The minimum spanning tree (MST) problem is a well-known optimization problem in graph theory. Given a connected, undirected graph with weighted edges, the goal is to find a spanning tree with the minimum total weight.

A spanning tree of a graph is a subgraph that includes all the vertices of the original graph and forms a tree (i.e., it is acyclic and connected). The total weight of a spanning tree is the sum of the weights of its edges.

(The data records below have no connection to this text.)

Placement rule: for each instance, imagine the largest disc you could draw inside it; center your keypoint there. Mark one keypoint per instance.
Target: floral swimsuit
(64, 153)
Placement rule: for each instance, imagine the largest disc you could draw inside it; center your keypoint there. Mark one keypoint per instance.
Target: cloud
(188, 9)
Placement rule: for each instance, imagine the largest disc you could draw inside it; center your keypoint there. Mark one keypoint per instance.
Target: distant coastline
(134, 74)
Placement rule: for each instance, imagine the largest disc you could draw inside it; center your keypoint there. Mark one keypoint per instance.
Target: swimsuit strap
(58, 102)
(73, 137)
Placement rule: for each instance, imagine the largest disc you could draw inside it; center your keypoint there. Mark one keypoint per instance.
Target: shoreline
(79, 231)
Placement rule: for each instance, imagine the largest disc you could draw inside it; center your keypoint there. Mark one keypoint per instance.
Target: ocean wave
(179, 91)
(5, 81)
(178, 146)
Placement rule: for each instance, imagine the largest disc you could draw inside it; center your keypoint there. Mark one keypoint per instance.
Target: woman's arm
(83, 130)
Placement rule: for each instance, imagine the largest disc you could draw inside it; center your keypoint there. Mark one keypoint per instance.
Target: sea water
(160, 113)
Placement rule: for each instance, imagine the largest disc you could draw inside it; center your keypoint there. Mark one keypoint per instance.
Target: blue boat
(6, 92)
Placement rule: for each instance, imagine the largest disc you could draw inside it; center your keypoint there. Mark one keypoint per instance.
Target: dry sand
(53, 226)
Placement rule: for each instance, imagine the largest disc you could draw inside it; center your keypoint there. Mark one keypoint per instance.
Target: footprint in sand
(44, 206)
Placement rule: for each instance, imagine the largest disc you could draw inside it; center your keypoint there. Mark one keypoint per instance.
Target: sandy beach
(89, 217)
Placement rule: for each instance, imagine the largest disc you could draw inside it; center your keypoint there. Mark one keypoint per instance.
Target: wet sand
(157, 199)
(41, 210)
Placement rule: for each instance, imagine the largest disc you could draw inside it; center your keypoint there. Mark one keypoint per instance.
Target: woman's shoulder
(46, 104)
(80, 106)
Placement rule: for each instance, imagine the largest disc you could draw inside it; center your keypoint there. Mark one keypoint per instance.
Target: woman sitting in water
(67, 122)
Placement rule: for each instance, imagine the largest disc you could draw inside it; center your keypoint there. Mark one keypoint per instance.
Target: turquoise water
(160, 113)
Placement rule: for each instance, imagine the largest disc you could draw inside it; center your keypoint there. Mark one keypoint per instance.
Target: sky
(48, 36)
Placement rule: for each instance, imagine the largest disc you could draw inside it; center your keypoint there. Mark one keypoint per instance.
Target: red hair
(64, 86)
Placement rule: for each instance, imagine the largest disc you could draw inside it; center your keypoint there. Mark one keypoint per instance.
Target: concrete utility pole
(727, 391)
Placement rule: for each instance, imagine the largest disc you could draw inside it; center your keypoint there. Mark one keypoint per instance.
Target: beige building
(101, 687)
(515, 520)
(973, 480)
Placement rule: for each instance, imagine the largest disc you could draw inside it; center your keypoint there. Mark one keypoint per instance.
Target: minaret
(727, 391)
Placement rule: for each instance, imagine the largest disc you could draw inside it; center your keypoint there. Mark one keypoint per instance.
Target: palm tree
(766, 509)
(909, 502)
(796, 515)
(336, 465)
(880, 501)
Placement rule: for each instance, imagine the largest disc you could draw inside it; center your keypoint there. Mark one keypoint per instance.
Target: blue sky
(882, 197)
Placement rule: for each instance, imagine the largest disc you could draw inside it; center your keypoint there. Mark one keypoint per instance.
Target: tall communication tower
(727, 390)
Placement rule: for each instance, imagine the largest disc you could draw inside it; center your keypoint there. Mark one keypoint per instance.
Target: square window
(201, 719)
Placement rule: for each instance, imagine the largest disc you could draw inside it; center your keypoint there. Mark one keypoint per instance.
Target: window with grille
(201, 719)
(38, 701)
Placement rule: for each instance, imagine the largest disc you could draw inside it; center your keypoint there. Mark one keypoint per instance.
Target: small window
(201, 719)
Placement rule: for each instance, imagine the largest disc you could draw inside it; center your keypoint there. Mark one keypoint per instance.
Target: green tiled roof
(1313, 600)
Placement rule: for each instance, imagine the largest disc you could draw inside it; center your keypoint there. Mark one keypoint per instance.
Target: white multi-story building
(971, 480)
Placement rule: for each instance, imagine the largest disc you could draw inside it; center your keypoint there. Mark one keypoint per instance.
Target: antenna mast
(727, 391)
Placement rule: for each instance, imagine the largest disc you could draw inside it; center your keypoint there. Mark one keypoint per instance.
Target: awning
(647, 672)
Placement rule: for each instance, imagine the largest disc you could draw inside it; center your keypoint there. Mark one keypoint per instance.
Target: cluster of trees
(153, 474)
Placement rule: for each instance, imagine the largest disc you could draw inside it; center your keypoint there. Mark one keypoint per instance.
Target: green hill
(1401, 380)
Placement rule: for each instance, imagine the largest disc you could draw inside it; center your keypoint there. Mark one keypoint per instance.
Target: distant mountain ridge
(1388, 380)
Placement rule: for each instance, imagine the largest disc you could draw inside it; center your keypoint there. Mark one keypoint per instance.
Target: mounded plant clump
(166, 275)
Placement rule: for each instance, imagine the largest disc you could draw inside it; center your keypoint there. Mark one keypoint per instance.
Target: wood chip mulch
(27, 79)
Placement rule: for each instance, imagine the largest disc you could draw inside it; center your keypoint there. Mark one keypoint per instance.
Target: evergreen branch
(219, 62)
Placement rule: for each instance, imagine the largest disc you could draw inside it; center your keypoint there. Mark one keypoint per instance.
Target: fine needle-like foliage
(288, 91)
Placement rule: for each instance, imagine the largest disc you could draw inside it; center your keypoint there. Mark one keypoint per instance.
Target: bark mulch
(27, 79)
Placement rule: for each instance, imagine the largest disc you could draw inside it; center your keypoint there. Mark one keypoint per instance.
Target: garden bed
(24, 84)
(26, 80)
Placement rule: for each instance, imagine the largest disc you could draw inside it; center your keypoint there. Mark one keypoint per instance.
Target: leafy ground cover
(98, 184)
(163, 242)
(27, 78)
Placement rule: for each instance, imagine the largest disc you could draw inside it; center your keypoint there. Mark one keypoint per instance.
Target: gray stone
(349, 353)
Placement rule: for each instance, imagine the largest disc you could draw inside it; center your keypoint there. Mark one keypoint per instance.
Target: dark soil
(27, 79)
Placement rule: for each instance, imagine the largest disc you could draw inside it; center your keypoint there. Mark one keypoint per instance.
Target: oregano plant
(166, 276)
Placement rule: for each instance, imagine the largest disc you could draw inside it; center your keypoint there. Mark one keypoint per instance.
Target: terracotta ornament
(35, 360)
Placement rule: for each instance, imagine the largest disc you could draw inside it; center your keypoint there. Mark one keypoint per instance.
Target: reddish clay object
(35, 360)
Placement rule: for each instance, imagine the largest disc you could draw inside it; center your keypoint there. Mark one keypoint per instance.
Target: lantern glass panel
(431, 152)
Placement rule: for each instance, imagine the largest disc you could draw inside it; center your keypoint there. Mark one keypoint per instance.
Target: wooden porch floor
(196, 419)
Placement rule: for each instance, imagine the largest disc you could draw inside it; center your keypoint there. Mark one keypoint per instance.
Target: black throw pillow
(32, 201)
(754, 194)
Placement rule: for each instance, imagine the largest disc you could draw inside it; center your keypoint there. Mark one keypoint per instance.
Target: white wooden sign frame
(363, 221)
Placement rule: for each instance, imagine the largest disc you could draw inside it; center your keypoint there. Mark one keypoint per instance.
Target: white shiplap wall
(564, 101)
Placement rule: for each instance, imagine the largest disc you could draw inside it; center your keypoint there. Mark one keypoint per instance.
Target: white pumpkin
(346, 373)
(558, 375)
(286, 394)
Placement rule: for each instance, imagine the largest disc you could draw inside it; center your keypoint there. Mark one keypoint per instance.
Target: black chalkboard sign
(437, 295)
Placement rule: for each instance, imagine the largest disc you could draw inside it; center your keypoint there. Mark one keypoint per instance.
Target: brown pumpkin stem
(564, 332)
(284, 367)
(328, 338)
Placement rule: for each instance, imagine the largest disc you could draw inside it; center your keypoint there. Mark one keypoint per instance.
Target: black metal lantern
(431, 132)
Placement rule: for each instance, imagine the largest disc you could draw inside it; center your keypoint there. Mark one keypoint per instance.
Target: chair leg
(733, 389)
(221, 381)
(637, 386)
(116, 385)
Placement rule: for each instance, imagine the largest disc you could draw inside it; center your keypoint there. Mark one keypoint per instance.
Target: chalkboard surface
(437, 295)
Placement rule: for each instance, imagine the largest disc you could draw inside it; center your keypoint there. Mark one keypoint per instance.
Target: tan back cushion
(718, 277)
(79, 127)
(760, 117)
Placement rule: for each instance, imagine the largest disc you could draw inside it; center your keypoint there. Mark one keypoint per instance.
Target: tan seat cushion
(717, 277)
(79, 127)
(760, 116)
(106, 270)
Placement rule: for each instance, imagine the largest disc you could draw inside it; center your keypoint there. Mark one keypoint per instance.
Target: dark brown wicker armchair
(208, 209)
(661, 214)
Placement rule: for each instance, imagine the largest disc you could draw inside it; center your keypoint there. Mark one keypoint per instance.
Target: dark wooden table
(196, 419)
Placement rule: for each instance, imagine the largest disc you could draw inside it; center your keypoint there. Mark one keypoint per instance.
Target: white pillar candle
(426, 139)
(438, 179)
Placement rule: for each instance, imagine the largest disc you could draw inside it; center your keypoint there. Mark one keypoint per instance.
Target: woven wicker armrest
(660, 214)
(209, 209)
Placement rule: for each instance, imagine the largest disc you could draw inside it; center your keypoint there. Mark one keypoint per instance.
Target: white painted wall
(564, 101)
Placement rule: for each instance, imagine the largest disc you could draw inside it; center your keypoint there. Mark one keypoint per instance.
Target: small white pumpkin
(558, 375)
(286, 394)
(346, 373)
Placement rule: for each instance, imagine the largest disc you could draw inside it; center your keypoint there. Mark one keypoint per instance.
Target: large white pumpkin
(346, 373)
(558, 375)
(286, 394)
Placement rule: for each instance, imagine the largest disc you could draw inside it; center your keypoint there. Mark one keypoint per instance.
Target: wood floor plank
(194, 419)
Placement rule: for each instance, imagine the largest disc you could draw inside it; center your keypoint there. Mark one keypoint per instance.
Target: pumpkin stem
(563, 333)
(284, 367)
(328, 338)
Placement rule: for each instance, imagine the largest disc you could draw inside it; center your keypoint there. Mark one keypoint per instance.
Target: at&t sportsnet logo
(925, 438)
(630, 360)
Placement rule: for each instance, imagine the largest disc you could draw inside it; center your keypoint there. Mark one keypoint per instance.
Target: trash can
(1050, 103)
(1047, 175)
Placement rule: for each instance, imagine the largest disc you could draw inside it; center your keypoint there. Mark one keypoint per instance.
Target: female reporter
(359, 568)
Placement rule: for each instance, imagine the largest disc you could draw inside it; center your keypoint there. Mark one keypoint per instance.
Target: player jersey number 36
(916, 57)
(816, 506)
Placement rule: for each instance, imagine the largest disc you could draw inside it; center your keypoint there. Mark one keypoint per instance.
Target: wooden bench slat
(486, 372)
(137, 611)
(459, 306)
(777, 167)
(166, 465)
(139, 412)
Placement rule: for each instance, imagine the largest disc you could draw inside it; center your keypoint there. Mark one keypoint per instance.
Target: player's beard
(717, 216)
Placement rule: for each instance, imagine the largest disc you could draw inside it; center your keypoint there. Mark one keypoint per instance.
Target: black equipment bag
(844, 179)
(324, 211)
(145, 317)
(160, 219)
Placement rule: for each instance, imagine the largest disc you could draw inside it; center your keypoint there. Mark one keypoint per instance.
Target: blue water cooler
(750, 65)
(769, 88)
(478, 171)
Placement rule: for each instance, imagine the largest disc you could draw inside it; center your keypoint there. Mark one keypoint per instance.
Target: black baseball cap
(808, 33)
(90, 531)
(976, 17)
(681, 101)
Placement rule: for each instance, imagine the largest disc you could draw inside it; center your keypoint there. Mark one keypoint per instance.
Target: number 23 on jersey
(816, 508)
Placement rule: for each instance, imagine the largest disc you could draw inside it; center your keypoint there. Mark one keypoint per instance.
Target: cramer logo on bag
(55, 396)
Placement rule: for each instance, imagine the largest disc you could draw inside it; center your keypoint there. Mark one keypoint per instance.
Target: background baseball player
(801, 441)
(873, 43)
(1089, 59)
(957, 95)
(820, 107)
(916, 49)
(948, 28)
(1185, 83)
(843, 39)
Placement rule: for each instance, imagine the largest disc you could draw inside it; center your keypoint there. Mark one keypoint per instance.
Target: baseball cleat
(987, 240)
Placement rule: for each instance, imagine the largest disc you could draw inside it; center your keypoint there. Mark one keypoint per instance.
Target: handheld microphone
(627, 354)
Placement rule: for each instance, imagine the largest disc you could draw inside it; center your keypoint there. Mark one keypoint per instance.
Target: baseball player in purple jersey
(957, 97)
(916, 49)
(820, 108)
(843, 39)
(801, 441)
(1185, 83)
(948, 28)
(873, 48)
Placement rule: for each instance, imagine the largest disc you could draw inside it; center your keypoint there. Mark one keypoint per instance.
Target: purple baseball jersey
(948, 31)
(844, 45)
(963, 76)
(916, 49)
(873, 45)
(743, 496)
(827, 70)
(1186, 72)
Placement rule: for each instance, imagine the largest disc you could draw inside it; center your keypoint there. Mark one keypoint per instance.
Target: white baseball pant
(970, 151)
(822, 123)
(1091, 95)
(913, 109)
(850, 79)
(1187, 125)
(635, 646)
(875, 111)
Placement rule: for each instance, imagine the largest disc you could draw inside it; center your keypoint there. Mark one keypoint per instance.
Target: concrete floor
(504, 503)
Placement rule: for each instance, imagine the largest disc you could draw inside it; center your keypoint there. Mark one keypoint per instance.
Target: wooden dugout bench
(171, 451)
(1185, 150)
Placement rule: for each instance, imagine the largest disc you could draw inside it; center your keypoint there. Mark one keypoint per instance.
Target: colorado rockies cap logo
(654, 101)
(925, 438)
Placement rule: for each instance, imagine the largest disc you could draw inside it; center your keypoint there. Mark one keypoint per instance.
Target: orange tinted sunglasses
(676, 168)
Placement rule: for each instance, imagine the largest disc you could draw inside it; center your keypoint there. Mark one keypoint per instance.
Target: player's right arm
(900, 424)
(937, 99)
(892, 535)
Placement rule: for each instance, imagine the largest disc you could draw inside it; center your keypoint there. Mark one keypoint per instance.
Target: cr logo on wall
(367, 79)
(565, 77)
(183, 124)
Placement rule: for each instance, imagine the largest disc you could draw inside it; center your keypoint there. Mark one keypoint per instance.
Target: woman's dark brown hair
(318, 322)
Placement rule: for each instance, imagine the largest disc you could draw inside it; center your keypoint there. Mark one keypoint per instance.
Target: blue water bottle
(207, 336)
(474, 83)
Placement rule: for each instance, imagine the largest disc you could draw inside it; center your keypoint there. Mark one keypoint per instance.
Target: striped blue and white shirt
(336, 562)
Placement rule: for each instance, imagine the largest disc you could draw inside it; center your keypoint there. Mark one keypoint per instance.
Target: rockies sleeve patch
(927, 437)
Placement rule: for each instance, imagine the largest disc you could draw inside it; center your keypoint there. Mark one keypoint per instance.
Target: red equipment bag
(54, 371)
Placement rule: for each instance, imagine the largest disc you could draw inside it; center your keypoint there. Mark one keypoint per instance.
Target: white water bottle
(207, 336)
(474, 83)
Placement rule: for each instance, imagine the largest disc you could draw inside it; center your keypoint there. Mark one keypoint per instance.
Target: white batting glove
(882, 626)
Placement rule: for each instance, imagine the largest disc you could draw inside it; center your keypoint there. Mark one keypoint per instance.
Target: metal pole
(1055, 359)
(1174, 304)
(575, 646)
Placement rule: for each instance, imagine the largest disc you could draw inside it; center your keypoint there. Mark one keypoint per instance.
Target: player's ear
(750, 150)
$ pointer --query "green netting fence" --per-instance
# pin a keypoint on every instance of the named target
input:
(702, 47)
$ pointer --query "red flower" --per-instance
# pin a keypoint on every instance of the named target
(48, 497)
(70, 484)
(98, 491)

To solve the minimum spanning tree problem, a popular approach is to use a greedy algorithm called Kruskal's algorithm or Prim's algorithm.

Kruskal's algorithm:
1. Sort all the edges of the graph in non-decreasing order of their weights.
2. Initialize an empty set to store the edges of the MST.
3. Iterate through the sorted edges, starting from the smallest weight:
a. If adding the current edge to the MST does not create a cycle, add it to the MST set.
b. Otherwise, discard the edge.
4. Repeat step 3 until all vertices are included in the MST or there are no more edges left.

Prim's algorithm:
1. Choose an arbitrary vertex as the starting point.
2. Initialize an empty set to store the vertices of the MST and a priority queue to store the edges.
3. Add the starting vertex to the MST set.
4. Add all the edges connected to the starting vertex to the priority queue.
5. Repeat the following steps until all vertices are included in the MST:
a. Extract the edge with the minimum weight from the priority queue.
b. If the edge connects a vertex not yet in the MST set, add it to the MST set and add all its adjacent edges to the priority queue.
c. Discard the edge if it connects two vertices already in the MST set.
6. Return the MST set.

Both Kruskal's and Prim's algorithms guarantee the construction of a minimum spanning tree. Kruskal's algorithm is based on sorting the edges and checking for cycles, while Prim's algorithm is based on selecting the minimum weight edge at each step.

It is important to note that the choice of the starting vertex in Prim's algorithm can affect the resulting MST, but the overall weight will remain the same. Additionally, these algorithms have a time complexity of O(E log E) or O(E log V), depending on the implementation, where E is the number of edges and V is the number of vertices in the graph.